Sin embargo, yo no vi a ningún demonio, a no ser que aquel chico de cabellos dorados y ojos color aceituna que me miraba con el ceño fruncido y cara de pocos amigos hubiera ascendido del infierno.

No pude evitar abrir los ojos exageradamente por la sorpresa. Nunca había visto a nadie tan bello como lo era él.

Claro estaba, Gavin Clarke, con su pelo castaño, su piel tostada y sus ojos marrones era el tipo de hombre por el que todas en Aurumham babeábamos, pero aquel sujeto era distinto.

Estaba apoyado en uno de los árboles junto a la entrada al cementerio, que estaba vallado de forma un tanto inútil, con los brazos cruzados sobre el pecho y la cabeza casi rozando la primera rama, lo que dejaba claro que aquel tipo, fuera quien fuese, era alto.

Tal vez tan solo estuviera a veinte metros de donde yo me encontraba, pero, debido a la molesta y persistente llovizna, me costó identificar las marcadas facciones de su rostro.
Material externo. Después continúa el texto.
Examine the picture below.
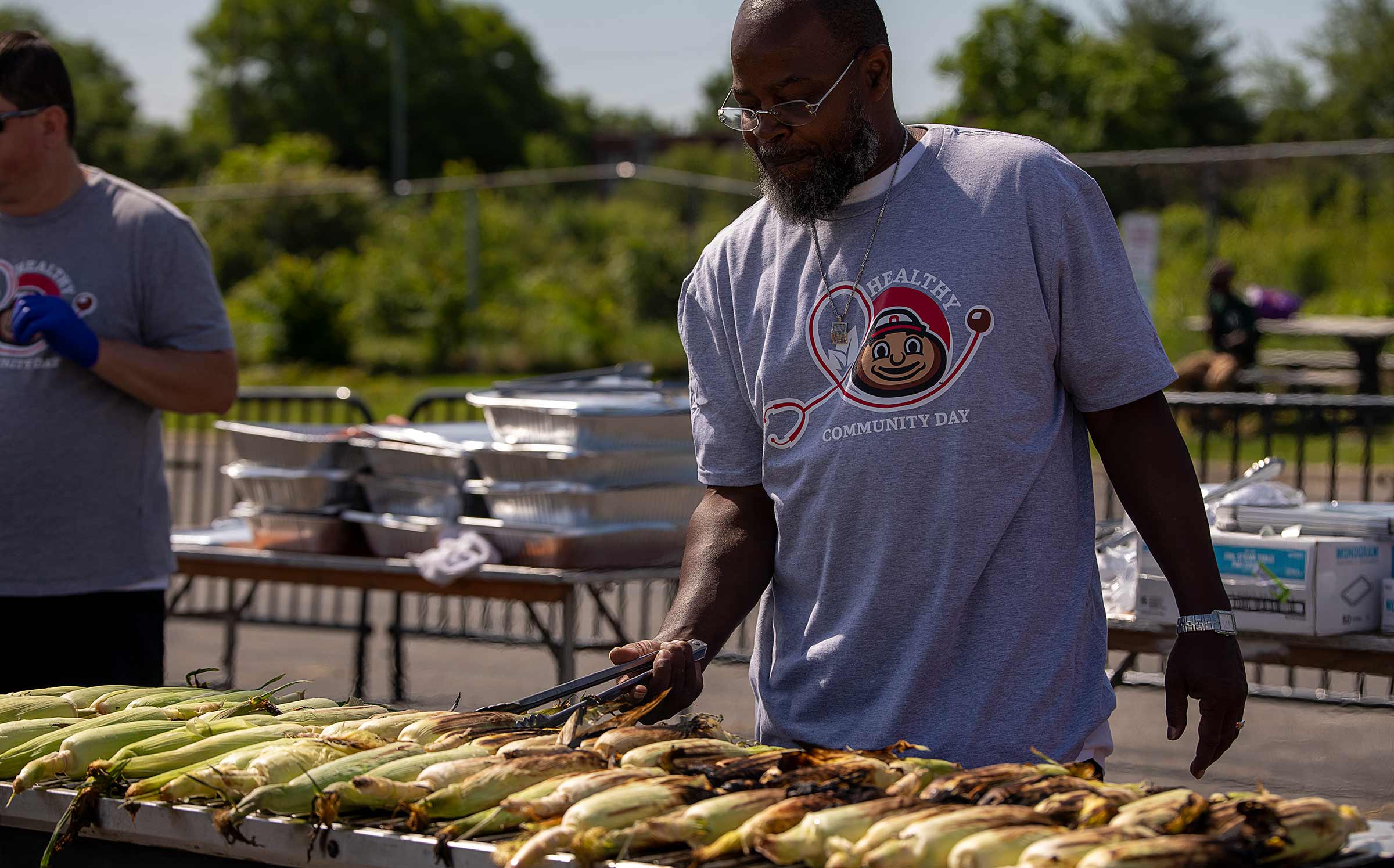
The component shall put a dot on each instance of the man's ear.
(877, 73)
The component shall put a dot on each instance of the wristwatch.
(1219, 622)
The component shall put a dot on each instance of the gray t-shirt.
(935, 576)
(82, 494)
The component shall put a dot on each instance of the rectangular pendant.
(840, 333)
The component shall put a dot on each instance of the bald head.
(852, 23)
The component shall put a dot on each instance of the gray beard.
(833, 177)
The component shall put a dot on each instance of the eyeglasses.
(793, 113)
(6, 116)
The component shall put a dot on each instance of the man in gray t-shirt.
(109, 314)
(897, 361)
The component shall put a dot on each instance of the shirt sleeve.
(727, 434)
(1109, 349)
(179, 300)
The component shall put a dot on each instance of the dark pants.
(87, 640)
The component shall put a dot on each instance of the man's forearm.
(727, 566)
(178, 381)
(1151, 469)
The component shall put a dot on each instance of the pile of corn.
(605, 789)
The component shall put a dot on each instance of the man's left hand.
(60, 326)
(1206, 667)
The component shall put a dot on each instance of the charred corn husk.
(619, 741)
(17, 732)
(1170, 813)
(971, 785)
(1065, 851)
(615, 809)
(204, 750)
(1163, 852)
(572, 790)
(30, 708)
(997, 848)
(661, 753)
(1315, 830)
(488, 788)
(498, 818)
(849, 853)
(87, 747)
(809, 841)
(297, 795)
(433, 729)
(15, 760)
(183, 736)
(929, 842)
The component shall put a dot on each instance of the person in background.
(1234, 337)
(109, 314)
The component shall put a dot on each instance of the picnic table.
(1364, 335)
(527, 586)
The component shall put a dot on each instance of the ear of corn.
(661, 753)
(488, 788)
(997, 848)
(929, 842)
(31, 708)
(204, 750)
(1065, 851)
(19, 732)
(1163, 852)
(80, 750)
(809, 841)
(572, 790)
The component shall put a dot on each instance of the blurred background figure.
(1234, 337)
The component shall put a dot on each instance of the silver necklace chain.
(840, 329)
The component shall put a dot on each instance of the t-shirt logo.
(904, 353)
(34, 278)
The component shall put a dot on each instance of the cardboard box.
(1315, 586)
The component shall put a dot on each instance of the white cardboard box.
(1315, 586)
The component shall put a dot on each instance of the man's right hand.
(674, 671)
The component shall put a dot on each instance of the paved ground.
(1291, 747)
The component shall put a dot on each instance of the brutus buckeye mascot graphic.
(908, 347)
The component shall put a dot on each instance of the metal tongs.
(551, 696)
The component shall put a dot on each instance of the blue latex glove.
(58, 323)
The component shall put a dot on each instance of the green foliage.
(247, 233)
(477, 88)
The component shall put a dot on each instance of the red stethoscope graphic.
(979, 322)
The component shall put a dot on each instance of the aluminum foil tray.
(396, 535)
(278, 488)
(279, 531)
(604, 420)
(576, 505)
(542, 463)
(413, 496)
(293, 446)
(618, 546)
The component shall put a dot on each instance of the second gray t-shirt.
(935, 576)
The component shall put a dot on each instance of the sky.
(629, 53)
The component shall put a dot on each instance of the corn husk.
(33, 708)
(614, 809)
(929, 842)
(1065, 851)
(1169, 813)
(809, 841)
(573, 790)
(663, 753)
(997, 848)
(1163, 852)
(488, 788)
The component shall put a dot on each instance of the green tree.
(1356, 49)
(247, 233)
(1206, 110)
(476, 87)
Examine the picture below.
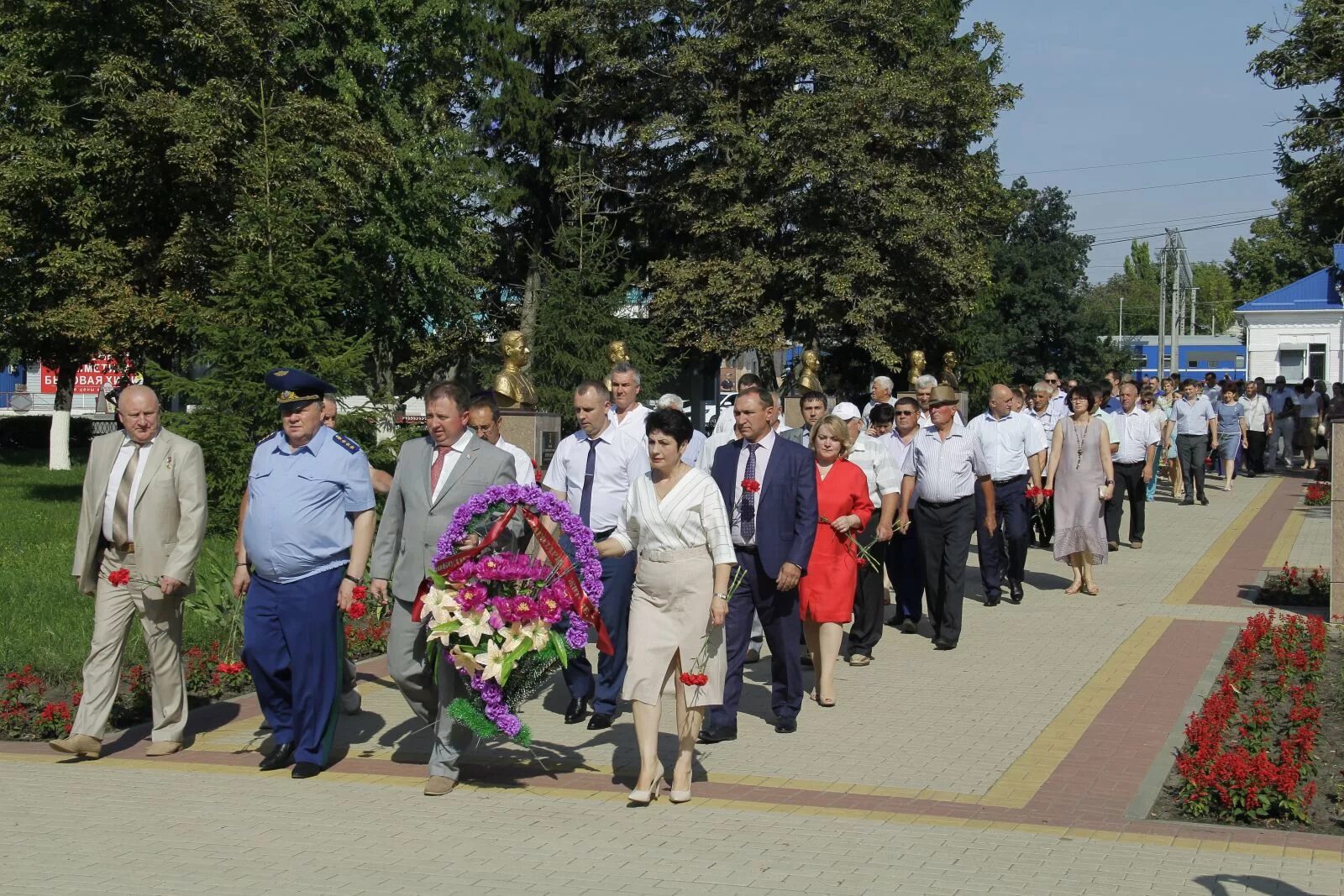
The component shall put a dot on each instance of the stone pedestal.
(538, 432)
(1336, 523)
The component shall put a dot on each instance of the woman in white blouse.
(675, 517)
Tenía los labios gruesos y rojizos, y los ojos almendrados y marcados por unas gruesas pestañas que destacaban a distancia. Su mandíbula era afilada y destacaba el hoyuelo en su barbilla, terriblemente ideal.

Era, sin ir más allá, precioso, y yo estaba completamente alucinada por su inalcanzable belleza física.

Vi cómo, de pronto, una sonrisa ladeada se dibujaba en su fascinantemente perfecto rostro, tan arrogante como tan solo él podía serlo.

Fue entonces cuando me di cuenta de quién era.

Se me cayó la libreta al barro sin que yo pudiera hacer nada, sin creerme todavía que estaba frente al heredero de la fortuna Della Rovere, sobre el que el padre Julius tanto me había advertido, pues, según él, su familia era la responsable de las desapariciones y muertes ocurridas en el bosque. Y era mucho más atractivo de lo que me esperaba, para ser el sobrino de Michelangelo. Y más joven.